Think what you will about Scientology (and I don't think about it too much), it hasn't by any stretch been in the forefront of the religious right's political anti-gay campaign. So what to make of the call to boycott Hollywood's latest version of "Hairspray" because it stars John Travolta, a prominent Scientologist? What's next, calls to boycott movies with devout Southern Baptists, Mormons or Catholics (which, if you buy the "logic" of this campaign, would actually make more sense)? In fact, the whole thing smacks of a cheap stunt, or at least narrow-mindedness-which, ironically, is what "Hairspray" is dissing.
Travolta, for his part, vehemently denies he (or Scientology) is anti-gay. And John Walters, gay-camp auteur of the original film, is backing him up.

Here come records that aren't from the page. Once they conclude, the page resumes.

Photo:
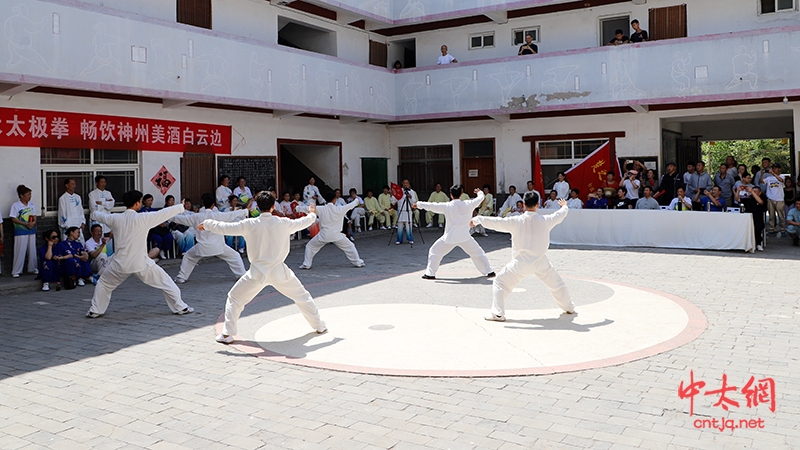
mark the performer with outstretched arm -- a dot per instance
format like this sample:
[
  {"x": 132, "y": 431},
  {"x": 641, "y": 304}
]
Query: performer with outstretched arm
[
  {"x": 268, "y": 240},
  {"x": 457, "y": 214},
  {"x": 530, "y": 235},
  {"x": 130, "y": 230}
]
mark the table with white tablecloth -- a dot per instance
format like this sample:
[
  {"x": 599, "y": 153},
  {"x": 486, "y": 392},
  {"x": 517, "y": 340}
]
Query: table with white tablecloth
[{"x": 656, "y": 228}]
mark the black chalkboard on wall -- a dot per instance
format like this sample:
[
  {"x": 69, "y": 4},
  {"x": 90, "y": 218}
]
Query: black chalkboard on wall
[{"x": 259, "y": 171}]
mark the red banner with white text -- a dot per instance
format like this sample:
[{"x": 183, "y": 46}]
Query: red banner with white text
[
  {"x": 35, "y": 128},
  {"x": 590, "y": 174}
]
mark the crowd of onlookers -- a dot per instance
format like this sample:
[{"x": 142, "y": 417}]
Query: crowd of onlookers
[{"x": 67, "y": 256}]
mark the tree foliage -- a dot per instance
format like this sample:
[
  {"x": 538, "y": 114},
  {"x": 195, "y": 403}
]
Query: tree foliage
[{"x": 748, "y": 152}]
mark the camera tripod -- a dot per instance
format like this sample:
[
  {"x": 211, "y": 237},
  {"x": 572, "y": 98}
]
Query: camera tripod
[{"x": 407, "y": 209}]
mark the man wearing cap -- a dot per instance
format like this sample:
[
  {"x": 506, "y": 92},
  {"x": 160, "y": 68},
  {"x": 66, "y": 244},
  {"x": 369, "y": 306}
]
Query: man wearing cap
[{"x": 669, "y": 184}]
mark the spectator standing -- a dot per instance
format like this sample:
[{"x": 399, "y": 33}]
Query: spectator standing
[
  {"x": 669, "y": 184},
  {"x": 647, "y": 202},
  {"x": 619, "y": 38},
  {"x": 755, "y": 205},
  {"x": 775, "y": 203},
  {"x": 100, "y": 199},
  {"x": 574, "y": 202},
  {"x": 725, "y": 181},
  {"x": 793, "y": 222},
  {"x": 446, "y": 58},
  {"x": 528, "y": 48},
  {"x": 70, "y": 209},
  {"x": 562, "y": 186},
  {"x": 23, "y": 216},
  {"x": 223, "y": 192},
  {"x": 639, "y": 35}
]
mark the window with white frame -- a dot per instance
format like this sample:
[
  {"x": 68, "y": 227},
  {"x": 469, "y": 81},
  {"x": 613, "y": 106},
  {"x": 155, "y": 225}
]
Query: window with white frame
[
  {"x": 771, "y": 6},
  {"x": 481, "y": 40},
  {"x": 120, "y": 167},
  {"x": 520, "y": 33},
  {"x": 560, "y": 156}
]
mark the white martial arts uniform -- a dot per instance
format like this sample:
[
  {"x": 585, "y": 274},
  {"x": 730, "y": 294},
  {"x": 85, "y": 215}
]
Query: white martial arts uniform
[
  {"x": 267, "y": 237},
  {"x": 457, "y": 215},
  {"x": 210, "y": 244},
  {"x": 330, "y": 232},
  {"x": 70, "y": 214},
  {"x": 509, "y": 204},
  {"x": 530, "y": 235},
  {"x": 223, "y": 192},
  {"x": 130, "y": 257},
  {"x": 106, "y": 204},
  {"x": 308, "y": 195}
]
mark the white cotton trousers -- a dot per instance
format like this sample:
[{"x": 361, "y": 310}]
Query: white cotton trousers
[
  {"x": 440, "y": 248},
  {"x": 100, "y": 263},
  {"x": 192, "y": 257},
  {"x": 516, "y": 270},
  {"x": 153, "y": 276},
  {"x": 22, "y": 245},
  {"x": 341, "y": 241},
  {"x": 283, "y": 280}
]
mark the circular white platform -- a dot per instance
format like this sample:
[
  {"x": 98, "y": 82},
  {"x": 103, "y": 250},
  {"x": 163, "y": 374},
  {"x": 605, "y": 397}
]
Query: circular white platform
[{"x": 623, "y": 324}]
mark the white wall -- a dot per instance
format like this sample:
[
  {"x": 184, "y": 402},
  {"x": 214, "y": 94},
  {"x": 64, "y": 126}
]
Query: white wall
[{"x": 581, "y": 28}]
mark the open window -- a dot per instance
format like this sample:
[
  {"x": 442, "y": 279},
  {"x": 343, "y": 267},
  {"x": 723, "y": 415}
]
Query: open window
[{"x": 295, "y": 34}]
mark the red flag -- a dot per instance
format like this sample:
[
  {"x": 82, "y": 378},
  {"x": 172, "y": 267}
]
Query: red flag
[
  {"x": 397, "y": 191},
  {"x": 538, "y": 178},
  {"x": 590, "y": 174}
]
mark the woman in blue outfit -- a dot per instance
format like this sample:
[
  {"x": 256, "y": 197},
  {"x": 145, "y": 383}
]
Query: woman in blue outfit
[
  {"x": 75, "y": 261},
  {"x": 50, "y": 260}
]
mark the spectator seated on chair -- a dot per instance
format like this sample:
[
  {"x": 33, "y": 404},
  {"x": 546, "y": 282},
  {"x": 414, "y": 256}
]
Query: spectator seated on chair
[
  {"x": 647, "y": 202},
  {"x": 96, "y": 245},
  {"x": 711, "y": 200},
  {"x": 681, "y": 202},
  {"x": 597, "y": 200},
  {"x": 75, "y": 259},
  {"x": 50, "y": 260}
]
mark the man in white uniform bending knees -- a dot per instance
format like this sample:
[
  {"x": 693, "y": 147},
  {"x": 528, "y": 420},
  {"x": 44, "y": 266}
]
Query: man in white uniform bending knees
[
  {"x": 530, "y": 235},
  {"x": 330, "y": 232},
  {"x": 208, "y": 243},
  {"x": 130, "y": 255},
  {"x": 267, "y": 237},
  {"x": 457, "y": 214}
]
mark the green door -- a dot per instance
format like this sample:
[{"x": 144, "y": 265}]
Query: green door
[{"x": 374, "y": 174}]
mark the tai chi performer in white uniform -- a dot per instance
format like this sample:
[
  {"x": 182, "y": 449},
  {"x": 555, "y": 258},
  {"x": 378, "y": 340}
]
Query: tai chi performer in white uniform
[
  {"x": 530, "y": 235},
  {"x": 330, "y": 232},
  {"x": 208, "y": 243},
  {"x": 130, "y": 255},
  {"x": 268, "y": 238},
  {"x": 457, "y": 214}
]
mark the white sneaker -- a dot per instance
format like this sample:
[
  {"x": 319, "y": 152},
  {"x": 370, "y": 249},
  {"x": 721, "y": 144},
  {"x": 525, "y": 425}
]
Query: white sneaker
[
  {"x": 494, "y": 318},
  {"x": 187, "y": 310},
  {"x": 222, "y": 339}
]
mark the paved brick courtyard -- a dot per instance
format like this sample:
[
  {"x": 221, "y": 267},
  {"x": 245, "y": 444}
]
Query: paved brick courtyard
[{"x": 141, "y": 377}]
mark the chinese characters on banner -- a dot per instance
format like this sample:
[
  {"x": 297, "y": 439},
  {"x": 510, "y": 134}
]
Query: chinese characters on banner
[
  {"x": 163, "y": 180},
  {"x": 755, "y": 392},
  {"x": 33, "y": 128}
]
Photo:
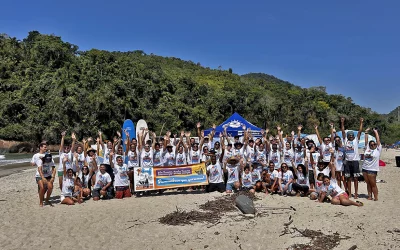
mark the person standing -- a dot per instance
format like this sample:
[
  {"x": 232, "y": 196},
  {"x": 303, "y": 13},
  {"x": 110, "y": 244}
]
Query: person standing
[
  {"x": 352, "y": 167},
  {"x": 370, "y": 167},
  {"x": 45, "y": 174}
]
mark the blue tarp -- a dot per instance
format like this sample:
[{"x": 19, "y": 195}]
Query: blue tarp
[{"x": 234, "y": 127}]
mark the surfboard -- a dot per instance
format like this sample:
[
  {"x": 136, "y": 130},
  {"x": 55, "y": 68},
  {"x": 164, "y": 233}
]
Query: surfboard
[
  {"x": 130, "y": 127},
  {"x": 141, "y": 125}
]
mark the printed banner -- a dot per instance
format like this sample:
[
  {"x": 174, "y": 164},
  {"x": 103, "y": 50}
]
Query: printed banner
[{"x": 170, "y": 177}]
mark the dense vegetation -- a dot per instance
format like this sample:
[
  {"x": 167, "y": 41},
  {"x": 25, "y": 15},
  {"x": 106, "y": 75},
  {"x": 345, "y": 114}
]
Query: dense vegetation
[{"x": 48, "y": 85}]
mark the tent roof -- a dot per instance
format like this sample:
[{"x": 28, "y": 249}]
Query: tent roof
[{"x": 234, "y": 126}]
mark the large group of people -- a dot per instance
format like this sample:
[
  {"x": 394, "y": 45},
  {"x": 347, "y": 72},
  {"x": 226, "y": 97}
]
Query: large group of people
[{"x": 289, "y": 165}]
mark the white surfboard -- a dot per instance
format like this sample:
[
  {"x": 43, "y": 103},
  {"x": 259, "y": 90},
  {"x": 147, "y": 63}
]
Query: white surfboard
[{"x": 140, "y": 126}]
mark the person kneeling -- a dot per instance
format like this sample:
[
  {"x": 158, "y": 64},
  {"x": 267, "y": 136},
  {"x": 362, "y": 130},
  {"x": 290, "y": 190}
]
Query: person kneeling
[
  {"x": 103, "y": 184},
  {"x": 70, "y": 192},
  {"x": 247, "y": 184},
  {"x": 121, "y": 181},
  {"x": 215, "y": 179}
]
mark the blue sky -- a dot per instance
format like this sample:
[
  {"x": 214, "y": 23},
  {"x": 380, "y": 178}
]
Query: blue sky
[{"x": 351, "y": 47}]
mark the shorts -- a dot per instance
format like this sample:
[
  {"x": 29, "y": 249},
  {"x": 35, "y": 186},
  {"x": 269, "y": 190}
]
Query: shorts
[
  {"x": 230, "y": 186},
  {"x": 247, "y": 188},
  {"x": 370, "y": 172},
  {"x": 62, "y": 197},
  {"x": 352, "y": 169},
  {"x": 121, "y": 192},
  {"x": 337, "y": 196},
  {"x": 311, "y": 178},
  {"x": 220, "y": 187},
  {"x": 40, "y": 178}
]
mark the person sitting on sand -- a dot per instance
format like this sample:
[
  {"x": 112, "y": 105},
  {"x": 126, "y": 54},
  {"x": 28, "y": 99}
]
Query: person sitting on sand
[
  {"x": 232, "y": 166},
  {"x": 272, "y": 174},
  {"x": 215, "y": 175},
  {"x": 246, "y": 180},
  {"x": 121, "y": 181},
  {"x": 370, "y": 167},
  {"x": 45, "y": 175},
  {"x": 332, "y": 189},
  {"x": 103, "y": 184},
  {"x": 71, "y": 191},
  {"x": 302, "y": 185},
  {"x": 285, "y": 180}
]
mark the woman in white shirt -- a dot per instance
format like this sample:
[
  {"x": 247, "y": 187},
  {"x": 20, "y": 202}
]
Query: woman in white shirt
[{"x": 370, "y": 166}]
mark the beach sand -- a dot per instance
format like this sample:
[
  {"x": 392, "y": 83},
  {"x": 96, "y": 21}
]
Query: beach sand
[{"x": 133, "y": 223}]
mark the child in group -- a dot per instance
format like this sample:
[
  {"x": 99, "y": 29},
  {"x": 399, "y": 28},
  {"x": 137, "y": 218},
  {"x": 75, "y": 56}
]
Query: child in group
[
  {"x": 247, "y": 183},
  {"x": 285, "y": 180}
]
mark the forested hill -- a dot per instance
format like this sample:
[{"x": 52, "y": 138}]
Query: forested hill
[{"x": 47, "y": 85}]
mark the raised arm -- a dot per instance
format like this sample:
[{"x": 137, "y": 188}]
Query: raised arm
[
  {"x": 318, "y": 135},
  {"x": 360, "y": 129},
  {"x": 342, "y": 128},
  {"x": 378, "y": 140},
  {"x": 366, "y": 137},
  {"x": 101, "y": 140},
  {"x": 62, "y": 141},
  {"x": 73, "y": 136},
  {"x": 127, "y": 142}
]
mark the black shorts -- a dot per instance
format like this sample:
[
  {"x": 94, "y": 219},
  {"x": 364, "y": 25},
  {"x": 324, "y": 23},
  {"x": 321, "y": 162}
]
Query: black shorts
[
  {"x": 311, "y": 178},
  {"x": 352, "y": 169},
  {"x": 220, "y": 187}
]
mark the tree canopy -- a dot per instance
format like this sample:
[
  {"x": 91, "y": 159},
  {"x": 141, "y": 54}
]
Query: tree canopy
[{"x": 48, "y": 85}]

A more legitimate critique of the newest "Hairspray," made by some critics, is that the original 1988 indie film starring the late, famed transvestite "Divine," and the subsequent Broadway incarnation starring Harvey Fierstein (who also cut his performance teeth as a cross-dresser) were in-your-face transgressive. You never doubted that Divine or Fierstein were drag queens playing big mama Edna Turnblad, which expanded the theme of prejudice against those outside the mainstream. Whereas Travolta, the AP's Christy Lemire writes, plays Edna as a woman, not as a drag queen pretending to be a women. "He plays it straight, for lack of a better word, and with a touch of pathos. The joke is completely lost," she laments.
That may or may not be a legitimate critique, but if gay activists and activist-editors feel that way, their beef is with the film's openly gay producers, Craig Zadan and Neil Meron, and not with Travolta-or Scientology.